Lavoro nero: una malattia per 4 milioni di persone

02/07/2007
    sabato 30 giugno 2007

    Pagina 14 – Economia & Lavoro

    Lavoro nero, una malattia
    per 4 milioni di persone

      Questa la dimensione del sommerso, che vale un sesto del pil. Ma qualcosa è cambiato

        di Laura Matteucci / Milano

        EPPUR SI MUOVE – Edilizia innanzitutto, ma poi anche agricoltura e terziario, con il suo carico di badanti così prezioso nell’economia domestica quotidiana di molti italiani. Il carico del sommerso si infiltra ovunque è possibile, riguarda circa 4 milioni di persone, di cui il 15-20% sono immigrati, significa qualcosa come il 16-17% di prodotto interno lordo. Una ricchezza, ovviamente, non tassabile e che, quindi, per il sistema paese rappresenta un peso non indifferente. L’Italia è, ancora oggi, il paese d’Europa con la più alta percentuale di lavoro nero.

        Qualcosa, però, ha iniziato a cambiare. E molte delle normative anti-sommerso contenute nella Finanziaria dell’anno scorso sono ormai in procinto di entrare in vigore, nel mese di luglio. Come quelle sugli indici di congruità (criteri per quantificare il numero di addetti previsti per svolgere un dato lavoro) e sul documento unico di regolarità contributiva (dichiarazione delle aziende, che dovrebbe diventare anche un elemento per poter partecipare alle gare d’appalto).

        Come dice Fulvio Fammoni, segretario confederale della Cgil e responsabile del mercato del lavoro: «Qualcosa si è mosso, è indiscutibile, anche nella contrattazione e dal punto di vista culturale. Ma l’azione di contrasto al nero dev’essere costante. Anche da parte del mondo della comunicazione, perchè c’è ancora troppo silenzio su questo fenomeno. E anche da parte degli industriali ci vuole una condanna più incisiva».

        Un altro passo avanti: martedì prossimo a Bari viene presentata la Cabina nazionale di Regia sul lavoro nero che, presieduta dal ministro del Lavoro Cesare Damiano, sarà l’organo istituzionale di coordinamento e promozione delle politiche di vigilanza e contrasto, nonchè dei piani e accordi di emersione, secondo quanto disposto dalla Finanziaria 2007. L’obiettivo è quello di predisporre un’azione generale di prevenzione del fenomeno, attraverso la promozione del lavoro regolare, il sostegno all’emersione, la realizzazione di campagne nazionali di informazione e sensibilizzazione, anche utilizzando le risorse economiche previste nel Fondo per l’Emersione del lavoro irregolare, appositamente istituito.

        Finora, la parte normativa già approvata dal governo con il decreto Bersani dell’estate scorsa ha riguardato in particolare l’edilizia: l’aumento del numero degli ispettori nei cantieri edili, ad esempio, ha già portato all’emersione di oltre 100mila lavoratori. «Questo dimostra – riprende Fammoni – che riattivare l’attività ispettiva, che negli anni passati era stata completamente abbandonata, è importante.
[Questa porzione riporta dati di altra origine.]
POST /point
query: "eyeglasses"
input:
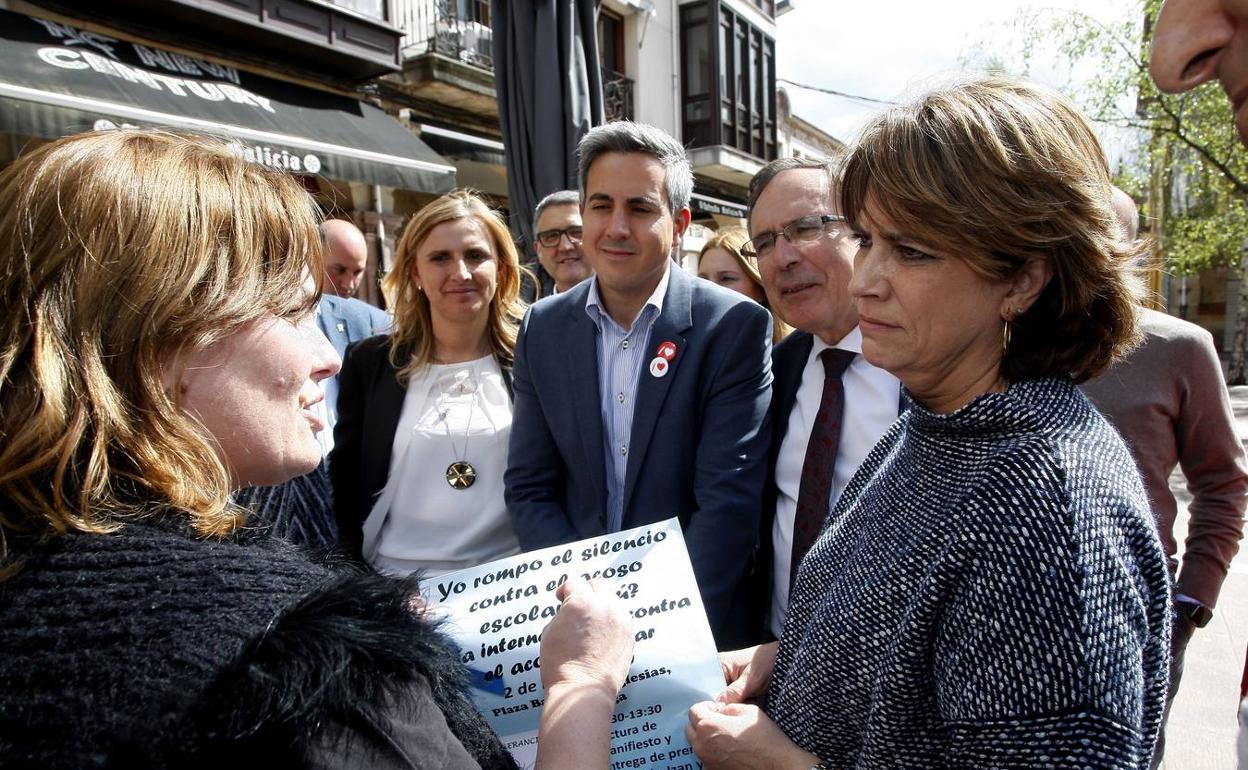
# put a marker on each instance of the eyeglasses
(550, 237)
(803, 230)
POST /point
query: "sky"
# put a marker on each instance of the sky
(885, 49)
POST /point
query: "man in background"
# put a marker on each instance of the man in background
(1170, 402)
(829, 404)
(558, 233)
(346, 255)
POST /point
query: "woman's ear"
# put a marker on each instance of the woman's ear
(1026, 286)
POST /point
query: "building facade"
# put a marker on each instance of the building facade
(280, 79)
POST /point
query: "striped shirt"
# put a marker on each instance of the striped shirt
(620, 356)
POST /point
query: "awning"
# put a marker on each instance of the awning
(58, 80)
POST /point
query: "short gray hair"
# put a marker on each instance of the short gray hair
(779, 166)
(628, 136)
(559, 197)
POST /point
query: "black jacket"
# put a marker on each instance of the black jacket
(152, 648)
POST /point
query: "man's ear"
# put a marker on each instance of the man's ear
(1026, 286)
(679, 225)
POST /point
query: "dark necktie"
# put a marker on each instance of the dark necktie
(816, 471)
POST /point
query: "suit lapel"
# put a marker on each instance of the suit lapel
(333, 326)
(387, 404)
(674, 321)
(582, 361)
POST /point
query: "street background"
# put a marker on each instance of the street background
(1202, 726)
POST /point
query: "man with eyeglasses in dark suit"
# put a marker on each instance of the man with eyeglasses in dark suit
(557, 240)
(829, 406)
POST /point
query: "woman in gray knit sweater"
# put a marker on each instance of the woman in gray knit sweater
(989, 590)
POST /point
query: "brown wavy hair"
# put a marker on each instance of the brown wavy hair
(731, 240)
(412, 340)
(1000, 171)
(122, 253)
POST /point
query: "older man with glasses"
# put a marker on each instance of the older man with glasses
(829, 406)
(557, 224)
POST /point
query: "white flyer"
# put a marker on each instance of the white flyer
(496, 613)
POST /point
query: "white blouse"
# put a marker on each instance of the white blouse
(457, 412)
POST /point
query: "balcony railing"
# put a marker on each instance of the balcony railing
(617, 95)
(434, 26)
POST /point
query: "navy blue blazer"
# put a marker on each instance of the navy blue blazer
(370, 403)
(699, 434)
(346, 320)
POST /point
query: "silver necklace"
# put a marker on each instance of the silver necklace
(461, 473)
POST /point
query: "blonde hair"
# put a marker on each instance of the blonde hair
(1000, 171)
(731, 240)
(412, 338)
(122, 253)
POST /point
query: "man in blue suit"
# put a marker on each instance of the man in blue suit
(342, 318)
(642, 393)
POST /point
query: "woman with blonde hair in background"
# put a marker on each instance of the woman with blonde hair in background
(426, 411)
(720, 261)
(160, 353)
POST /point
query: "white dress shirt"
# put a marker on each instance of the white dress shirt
(451, 412)
(871, 401)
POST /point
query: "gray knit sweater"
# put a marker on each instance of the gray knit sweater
(990, 592)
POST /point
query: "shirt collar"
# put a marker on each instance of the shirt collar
(851, 342)
(594, 305)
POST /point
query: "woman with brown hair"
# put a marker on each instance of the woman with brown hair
(159, 353)
(426, 411)
(720, 261)
(989, 590)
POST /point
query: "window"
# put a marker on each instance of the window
(729, 80)
(472, 10)
(373, 9)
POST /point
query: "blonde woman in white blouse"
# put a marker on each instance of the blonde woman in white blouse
(424, 412)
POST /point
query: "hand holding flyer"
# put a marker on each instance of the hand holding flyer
(496, 613)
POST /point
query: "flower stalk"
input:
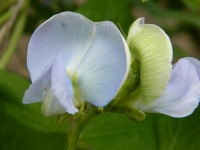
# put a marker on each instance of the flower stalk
(78, 126)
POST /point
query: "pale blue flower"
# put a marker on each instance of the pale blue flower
(73, 60)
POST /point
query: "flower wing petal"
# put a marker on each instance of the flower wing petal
(182, 94)
(61, 85)
(35, 92)
(65, 32)
(105, 67)
(152, 47)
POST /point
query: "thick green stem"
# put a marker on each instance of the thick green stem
(78, 127)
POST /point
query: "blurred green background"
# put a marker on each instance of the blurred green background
(23, 127)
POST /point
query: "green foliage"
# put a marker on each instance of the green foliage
(14, 136)
(24, 127)
(112, 10)
(116, 132)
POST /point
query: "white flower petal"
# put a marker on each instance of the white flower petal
(35, 92)
(61, 85)
(182, 94)
(65, 32)
(96, 54)
(105, 67)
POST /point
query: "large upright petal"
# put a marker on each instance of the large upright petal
(105, 67)
(65, 32)
(97, 59)
(151, 46)
(61, 85)
(182, 94)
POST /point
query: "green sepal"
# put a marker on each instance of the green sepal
(151, 46)
(131, 83)
(130, 111)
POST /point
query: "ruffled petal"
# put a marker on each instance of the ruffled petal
(182, 94)
(152, 47)
(105, 67)
(61, 85)
(35, 93)
(65, 32)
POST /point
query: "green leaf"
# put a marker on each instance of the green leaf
(112, 10)
(117, 132)
(14, 136)
(12, 88)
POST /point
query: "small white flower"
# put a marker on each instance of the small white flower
(174, 91)
(72, 60)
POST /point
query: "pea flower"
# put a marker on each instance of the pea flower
(73, 60)
(173, 90)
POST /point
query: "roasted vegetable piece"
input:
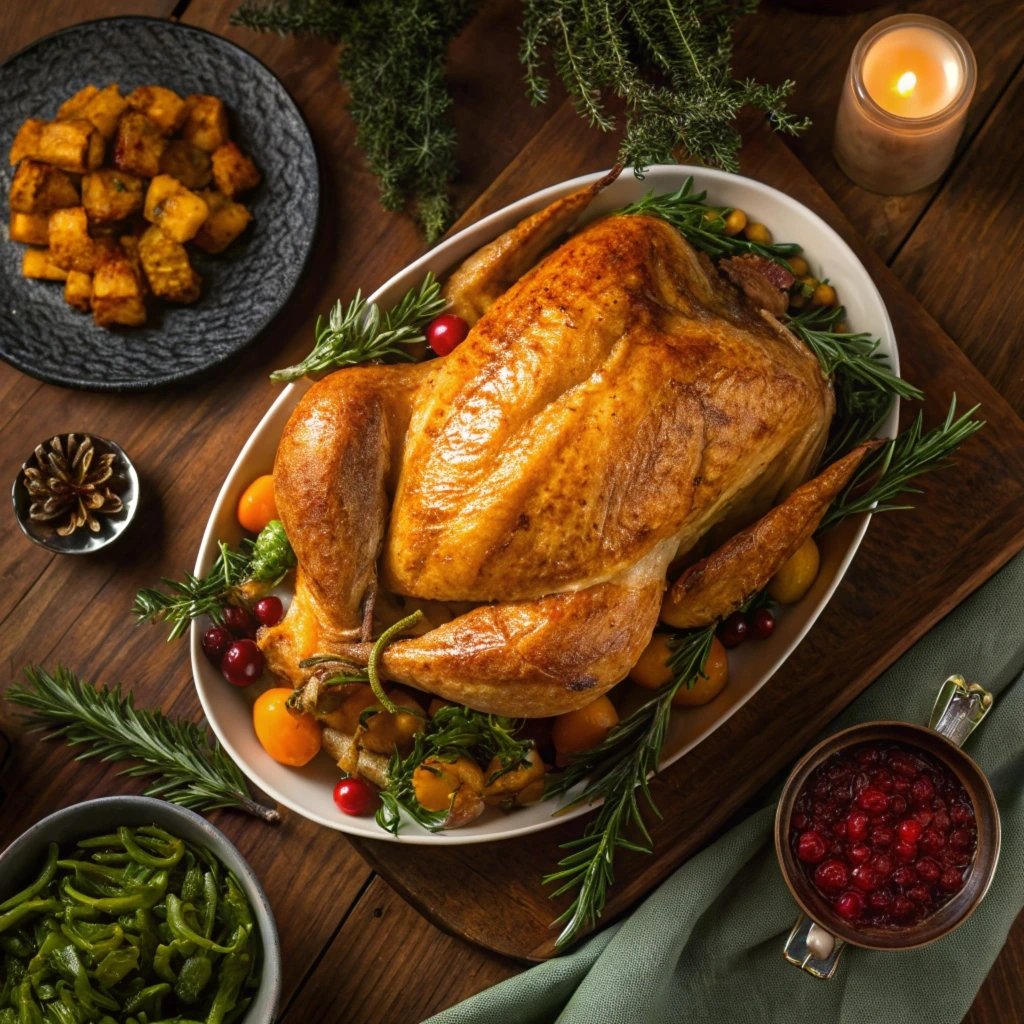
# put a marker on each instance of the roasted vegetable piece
(187, 163)
(225, 222)
(27, 140)
(206, 125)
(167, 268)
(178, 211)
(73, 145)
(39, 187)
(138, 144)
(233, 172)
(163, 107)
(112, 195)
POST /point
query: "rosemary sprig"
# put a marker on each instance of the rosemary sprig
(907, 456)
(189, 769)
(613, 771)
(361, 333)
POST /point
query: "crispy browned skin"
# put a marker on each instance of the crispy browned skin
(606, 411)
(719, 584)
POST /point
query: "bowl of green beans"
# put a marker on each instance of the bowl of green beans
(132, 910)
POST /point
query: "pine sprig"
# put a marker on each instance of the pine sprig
(189, 769)
(360, 333)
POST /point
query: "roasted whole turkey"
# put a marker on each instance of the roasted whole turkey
(620, 413)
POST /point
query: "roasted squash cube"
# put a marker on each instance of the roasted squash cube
(72, 145)
(78, 290)
(167, 268)
(26, 142)
(186, 163)
(39, 187)
(138, 145)
(112, 195)
(73, 108)
(37, 263)
(178, 211)
(233, 172)
(163, 107)
(206, 125)
(226, 221)
(30, 227)
(104, 111)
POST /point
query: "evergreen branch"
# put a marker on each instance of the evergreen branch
(189, 770)
(360, 333)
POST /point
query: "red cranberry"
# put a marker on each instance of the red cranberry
(215, 641)
(733, 632)
(243, 663)
(445, 333)
(268, 610)
(811, 848)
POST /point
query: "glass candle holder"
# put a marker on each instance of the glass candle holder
(904, 103)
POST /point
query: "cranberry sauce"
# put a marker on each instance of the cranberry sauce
(885, 833)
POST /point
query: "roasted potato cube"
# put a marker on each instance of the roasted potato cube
(39, 187)
(27, 140)
(226, 221)
(30, 227)
(78, 290)
(73, 108)
(112, 195)
(104, 111)
(117, 293)
(206, 126)
(178, 212)
(37, 263)
(138, 145)
(72, 145)
(186, 163)
(163, 107)
(167, 267)
(233, 172)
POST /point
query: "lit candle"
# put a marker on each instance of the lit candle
(904, 103)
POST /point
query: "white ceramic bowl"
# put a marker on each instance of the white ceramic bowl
(308, 791)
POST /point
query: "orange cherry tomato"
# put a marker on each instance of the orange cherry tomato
(257, 507)
(289, 737)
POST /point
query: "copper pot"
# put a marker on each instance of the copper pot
(819, 935)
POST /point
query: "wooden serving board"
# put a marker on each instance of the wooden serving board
(911, 568)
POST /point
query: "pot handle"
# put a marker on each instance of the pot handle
(958, 710)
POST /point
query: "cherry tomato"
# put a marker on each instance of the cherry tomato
(290, 737)
(352, 796)
(257, 507)
(445, 333)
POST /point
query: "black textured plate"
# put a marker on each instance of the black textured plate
(243, 288)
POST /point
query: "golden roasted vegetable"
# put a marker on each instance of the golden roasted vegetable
(206, 125)
(39, 187)
(186, 163)
(138, 145)
(163, 107)
(178, 211)
(72, 145)
(30, 227)
(112, 195)
(37, 263)
(78, 290)
(225, 222)
(27, 140)
(233, 172)
(167, 268)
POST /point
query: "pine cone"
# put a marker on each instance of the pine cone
(71, 485)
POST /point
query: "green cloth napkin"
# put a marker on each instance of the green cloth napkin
(708, 944)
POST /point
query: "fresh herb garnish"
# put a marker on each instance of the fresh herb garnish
(360, 332)
(189, 769)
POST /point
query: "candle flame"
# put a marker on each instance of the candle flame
(906, 83)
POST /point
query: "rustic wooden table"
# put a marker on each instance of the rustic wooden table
(354, 950)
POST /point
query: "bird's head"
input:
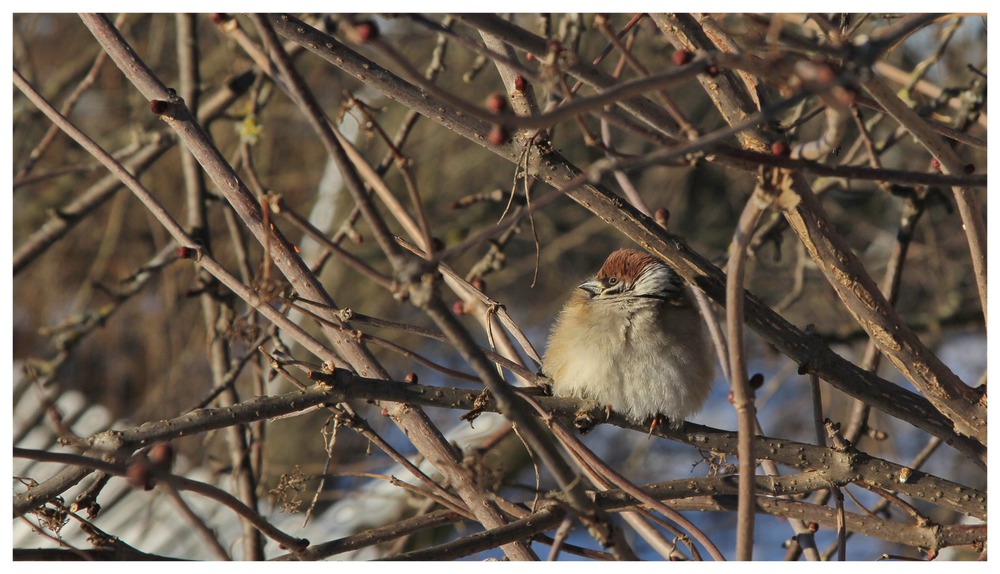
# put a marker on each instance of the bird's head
(630, 273)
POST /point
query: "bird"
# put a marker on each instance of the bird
(632, 339)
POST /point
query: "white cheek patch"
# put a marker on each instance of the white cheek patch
(656, 279)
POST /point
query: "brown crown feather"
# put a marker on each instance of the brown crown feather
(625, 264)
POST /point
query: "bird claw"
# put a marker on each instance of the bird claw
(584, 422)
(658, 420)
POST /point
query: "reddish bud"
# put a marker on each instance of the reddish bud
(158, 107)
(662, 216)
(682, 57)
(496, 103)
(366, 31)
(498, 135)
(520, 84)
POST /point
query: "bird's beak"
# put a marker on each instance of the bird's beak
(592, 287)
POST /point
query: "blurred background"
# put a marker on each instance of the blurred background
(147, 358)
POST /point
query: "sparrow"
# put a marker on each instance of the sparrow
(632, 339)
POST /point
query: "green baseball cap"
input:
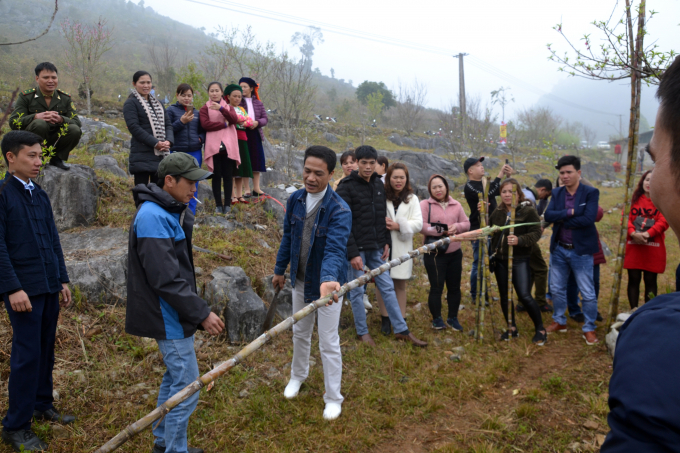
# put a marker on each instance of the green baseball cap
(184, 165)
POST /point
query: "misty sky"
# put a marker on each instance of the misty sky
(510, 36)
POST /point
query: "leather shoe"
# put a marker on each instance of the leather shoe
(159, 449)
(410, 337)
(52, 415)
(23, 438)
(366, 339)
(56, 162)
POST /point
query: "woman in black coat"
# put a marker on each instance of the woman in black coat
(150, 127)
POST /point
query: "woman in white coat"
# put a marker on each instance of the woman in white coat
(404, 219)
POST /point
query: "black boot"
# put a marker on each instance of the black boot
(23, 438)
(386, 327)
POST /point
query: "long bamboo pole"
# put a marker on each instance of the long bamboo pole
(135, 428)
(633, 126)
(511, 290)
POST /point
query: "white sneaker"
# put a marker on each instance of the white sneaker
(367, 303)
(332, 411)
(292, 389)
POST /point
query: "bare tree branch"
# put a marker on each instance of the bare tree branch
(56, 8)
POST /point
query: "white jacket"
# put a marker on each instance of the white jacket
(410, 221)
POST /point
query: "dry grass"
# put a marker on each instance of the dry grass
(502, 397)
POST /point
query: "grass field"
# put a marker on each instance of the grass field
(501, 397)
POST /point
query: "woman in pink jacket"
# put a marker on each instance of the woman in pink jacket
(447, 267)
E che, in generale, la repressione porta sempre a risultati significativi».

        Poi, c’è tutta la partita degli appalti, con il meccanismo del massimo ribasso che già di per sè produce lavoro nero: la rimodulazione degli appalti fa parte del disegno di legge sulla sicurezza, ma per ora si riferisce solo a quelli pubblici. Il problema, ricorda Fammoni, sarà poi quello di estendere le nuove norme anche agli appalti privati.

        Un altro disegno di legge già in discussione in Parlamento, infine, riguarda più direttamente gli immigrati, la fascia più ricattabile, soprattutto se si tratta di lavoratori clandestini: l’intenzione dichiarata è di inasprire le pene contro gli schiavisti, «ma noi siamo anche convinti – chiude Fammoni – si debbano inserire forme di sostegno e incentivi per chi denuncia, come il rilascio del permesso di soggiorno».